Previo a la resolución, Annan dijo que el organismo debía condenar de forma unánime el ataque israelí en los términos más contundentes posibles y llamar a una tregua inmediata.
Annan advirtió que la reputación de Naciones Unidas y del Consejo de Seguridad estaban en juego.
El principal opositor a esa iniciativa fue el embajador de EE.UU. ante la ONU, John Bolton, quién dijo que aún no era apropiado que la institución exigiera un cese de las hostilidades.
Bolton instó a que se exprese pesar por las muertes y se haga un llamado para que haya más protección para los civiles.
En palabras
El gobierno de Israel, a través del ministro Yitzhaq Herzog, justificó lo sucedido en Qana argumentando que "cohetes diseñados para matar y hacer daño estaban siendo lanzados desde ese mismo lugar".
Las muertes en Qana generaron protestas contra las instalaciones de la ONU en Beirut y Gaza.
|
Herzog describió los resultados del ataque como "dolorosos y trágicos".
En Washington, el presidente de Estados Unidos, George Bush, reiteró su llamado para una paz sostenible en Medio Oriente.
A su vez, desde California, Estados Unidos, el primer ministro británico, Tony Blair, dijo que se debe alcanzar una tregua tan pronto como sea posible, pero que antes se debían alcanzar las condiciones necesarias.
Por otro lado, el presidente de Venezuela, Hugo Chávez, de visita en Irán, instó a la comunidad internacional a tomar medidas contra Israel.
"También es fascismo y terrorismo lo que Israel le está haciendo al pueblo palestino.
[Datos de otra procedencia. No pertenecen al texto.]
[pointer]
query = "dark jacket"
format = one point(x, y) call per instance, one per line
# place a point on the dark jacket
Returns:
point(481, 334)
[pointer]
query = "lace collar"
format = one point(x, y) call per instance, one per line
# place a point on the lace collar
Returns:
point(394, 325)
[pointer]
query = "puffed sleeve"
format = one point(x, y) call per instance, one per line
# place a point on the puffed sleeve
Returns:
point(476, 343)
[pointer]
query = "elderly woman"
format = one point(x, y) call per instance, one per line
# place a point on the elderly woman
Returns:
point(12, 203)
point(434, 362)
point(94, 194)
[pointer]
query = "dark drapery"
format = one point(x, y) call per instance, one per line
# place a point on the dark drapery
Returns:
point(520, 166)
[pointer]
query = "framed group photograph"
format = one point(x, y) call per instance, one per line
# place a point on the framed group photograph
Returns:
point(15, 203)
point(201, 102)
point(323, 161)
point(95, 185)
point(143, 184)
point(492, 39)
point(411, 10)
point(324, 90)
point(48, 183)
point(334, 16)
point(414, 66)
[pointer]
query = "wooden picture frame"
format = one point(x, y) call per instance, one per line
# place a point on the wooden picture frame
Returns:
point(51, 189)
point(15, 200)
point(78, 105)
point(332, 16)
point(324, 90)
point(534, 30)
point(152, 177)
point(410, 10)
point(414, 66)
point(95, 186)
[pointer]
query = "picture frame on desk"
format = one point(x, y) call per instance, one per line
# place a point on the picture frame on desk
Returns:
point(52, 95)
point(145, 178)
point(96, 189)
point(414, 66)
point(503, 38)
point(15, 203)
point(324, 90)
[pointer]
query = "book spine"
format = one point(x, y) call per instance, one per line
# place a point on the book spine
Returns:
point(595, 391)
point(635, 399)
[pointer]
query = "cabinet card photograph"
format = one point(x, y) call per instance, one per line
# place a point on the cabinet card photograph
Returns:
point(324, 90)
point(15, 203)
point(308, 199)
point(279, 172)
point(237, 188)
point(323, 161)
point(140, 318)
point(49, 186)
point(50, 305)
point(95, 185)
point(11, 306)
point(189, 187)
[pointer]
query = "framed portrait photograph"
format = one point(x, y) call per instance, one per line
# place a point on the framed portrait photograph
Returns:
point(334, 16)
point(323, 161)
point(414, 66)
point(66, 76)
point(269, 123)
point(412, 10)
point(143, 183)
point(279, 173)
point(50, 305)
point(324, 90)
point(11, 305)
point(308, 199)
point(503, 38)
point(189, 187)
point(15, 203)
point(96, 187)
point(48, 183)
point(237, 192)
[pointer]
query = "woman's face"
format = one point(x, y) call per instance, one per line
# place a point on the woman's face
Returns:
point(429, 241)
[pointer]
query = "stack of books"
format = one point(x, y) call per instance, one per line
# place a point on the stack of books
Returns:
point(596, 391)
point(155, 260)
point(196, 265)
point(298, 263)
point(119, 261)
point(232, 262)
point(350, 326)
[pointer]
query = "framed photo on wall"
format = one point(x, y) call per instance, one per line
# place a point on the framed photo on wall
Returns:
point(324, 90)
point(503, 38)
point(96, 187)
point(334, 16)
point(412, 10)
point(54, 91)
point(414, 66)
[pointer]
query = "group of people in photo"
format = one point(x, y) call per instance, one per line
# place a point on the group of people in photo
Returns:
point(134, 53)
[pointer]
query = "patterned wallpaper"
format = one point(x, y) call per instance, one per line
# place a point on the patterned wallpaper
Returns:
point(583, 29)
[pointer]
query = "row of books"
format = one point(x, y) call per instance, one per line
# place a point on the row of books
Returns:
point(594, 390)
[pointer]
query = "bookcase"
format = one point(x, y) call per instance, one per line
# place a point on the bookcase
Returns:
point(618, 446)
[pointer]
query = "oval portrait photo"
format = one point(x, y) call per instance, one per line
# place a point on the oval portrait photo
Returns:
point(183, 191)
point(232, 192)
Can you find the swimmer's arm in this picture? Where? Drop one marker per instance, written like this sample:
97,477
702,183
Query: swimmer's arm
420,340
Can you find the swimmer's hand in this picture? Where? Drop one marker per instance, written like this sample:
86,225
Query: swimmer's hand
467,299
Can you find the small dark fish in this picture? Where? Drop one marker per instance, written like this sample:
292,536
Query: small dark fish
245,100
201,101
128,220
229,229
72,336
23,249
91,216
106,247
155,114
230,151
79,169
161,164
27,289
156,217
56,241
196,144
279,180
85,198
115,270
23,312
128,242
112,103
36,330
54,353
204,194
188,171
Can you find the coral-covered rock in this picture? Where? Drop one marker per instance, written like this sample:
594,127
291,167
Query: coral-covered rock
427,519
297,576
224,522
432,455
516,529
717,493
Terrorismo y fascismo", dijo.
Desde España, la vicepresidenta Maria Teresa Fernández dijo que "no podemos tolerar más muertes de la población civil".
Otras incidencias
-
El domingo, seguidores de Hezbolá en Líbano y palestinos en Gaza atacaron instalaciones de la ONU en protesta por los ataques en Qana.
-
El papa Benedicto XVI también pidió un cese el fuego y dijo que todas las partes deberían deponer sus armas.
-
Hezbolá lanzó nuevos cohetes contra el norte de Israel.
-
El primer ministro libanés, Fouad Siniora, declaró que no tomaría parte en negociaciones hasta que Israel no declare un cese el fuego inmediato e incondicional.